At the medical education level, the Pan American Health Organization (PAHO) recognizes that PHC can strengthen society’s ability to reduce health inequities. A working group under the leadership of the Project for Human Resources for the Development of Health and consisting of representatives from Argentina, Brazil, Canada, Cuba, Nicaragua, the United States and Uruguay is developing an on-line PHC course in Spanish, English and Portuguese. Initially, the curriculum will focus on medical educators with the idea of ‘training the trainers’ – preparing medical educators from Central and South American as well as Caribbean medical schools who will, in turn, be able to teach the PHC perspective to their students. The curriculum will be available on PAHO’s Virtual Campus in Public Health with Moodle platform, easily accessible to the PHC enrollees. It will consist of a four-month course presented in three modules: 1) overview of PHC; 2) PHC competencies and putting PHC into practice; and 3) integration of PHC at the health systems level. Eventually, the PHC modules will be adapted for presentation to and training of other health professionals.
We strongly agree with the many that see PHC as a perspective whose time has come – again, 30 years later. Their renewed efforts are important and need to be supported. Initiatives and programs like those of the BBT and PAHO should be replicated in other regions of the world.
Michael Glasser, Ph.D.
Donald Pathman, M.D., M.P.H.
Co-editors, Education for Health
Balcazar, H., Rosenthal, L., De Heer, H., Aguirre, M., Flores, L., Vasquez, E., et al. (2009). Use of Community-based participatory research to dissemínate baseline results from a cardiovascular disease randomized community trial for Mexican Americans living in a U.S.-Mexico border community. Education for Health, 22(3):279.
Commission on Social Determinants of Health. (2008). Changing the Gap in a Generation: Health Equity through Action on the Social Determinants of Health. World Health Organization.
Gofin, J., & Gofin, R. (2005). Community-oriented primary care and primary health care. American Journal of Public Health, 95(5):757.
Institute of Development Studies Health and Development Information Team. (2008). Primary Health Care. Sussex, United Kingdom. May 27, 2008.

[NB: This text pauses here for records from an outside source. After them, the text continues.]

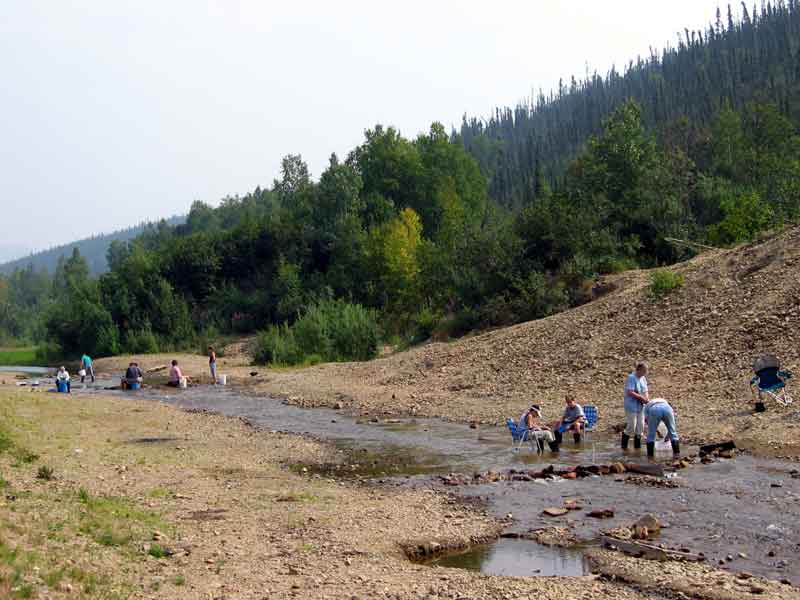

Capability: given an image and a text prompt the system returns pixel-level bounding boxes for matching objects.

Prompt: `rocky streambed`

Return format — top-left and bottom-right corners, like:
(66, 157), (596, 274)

(103, 387), (800, 585)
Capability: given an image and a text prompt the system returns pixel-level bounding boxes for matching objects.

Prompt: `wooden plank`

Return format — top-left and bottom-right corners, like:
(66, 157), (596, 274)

(600, 535), (706, 562)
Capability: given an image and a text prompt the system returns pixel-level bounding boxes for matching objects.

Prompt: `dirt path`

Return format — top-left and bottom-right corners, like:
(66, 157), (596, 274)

(0, 387), (692, 600)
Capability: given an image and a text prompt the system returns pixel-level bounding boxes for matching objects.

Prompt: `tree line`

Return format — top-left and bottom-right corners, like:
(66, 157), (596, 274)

(0, 2), (800, 363)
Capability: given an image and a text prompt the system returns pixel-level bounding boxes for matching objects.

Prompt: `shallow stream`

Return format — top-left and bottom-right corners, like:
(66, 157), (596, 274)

(56, 386), (800, 585)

Peters, K.E., Cristancho, S.M., & Garces M. (2009). Closing the Gap in a Generation - Health Equity through Action on the Social Determinants of Health. Education for Health, 22(2):381.

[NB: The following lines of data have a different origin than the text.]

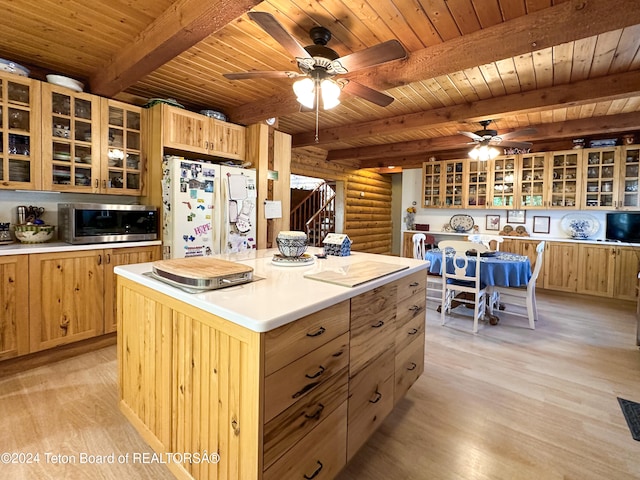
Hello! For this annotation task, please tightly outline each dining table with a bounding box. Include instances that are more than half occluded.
[425,248,532,325]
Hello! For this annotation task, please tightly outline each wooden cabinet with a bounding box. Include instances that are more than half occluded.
[0,73,42,190]
[102,245,161,333]
[29,250,104,352]
[161,105,246,160]
[99,98,146,196]
[0,255,29,360]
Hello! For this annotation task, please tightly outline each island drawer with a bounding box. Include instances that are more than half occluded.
[395,269,427,300]
[393,330,424,403]
[264,300,349,375]
[264,333,349,422]
[349,283,397,377]
[263,368,349,468]
[262,402,347,480]
[347,348,395,459]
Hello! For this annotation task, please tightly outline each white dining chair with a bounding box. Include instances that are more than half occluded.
[467,233,504,252]
[489,242,545,330]
[438,240,489,333]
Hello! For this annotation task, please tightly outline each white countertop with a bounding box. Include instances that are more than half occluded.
[114,248,429,332]
[0,240,162,256]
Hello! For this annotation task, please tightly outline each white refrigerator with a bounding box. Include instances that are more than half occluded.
[162,155,257,259]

Primary Health Care Transition Fund. (2004). Building a Better Tomorrow – Engaging Current Providers in a Renewed Primary Health Care System for Atlantic Canada. Ministry of Public Infrastructure Renewal. ISBN 0-7794-6499-0.
World Health Organization (2008a). Primary Health Care, Now More Than Ever. ISBN-13: 9789241563734.
World Health Organization (2008b). Primary Health Care, Including Health Systems Strengthening: Report by the Secretariat. EB124/8. December 4, 2008.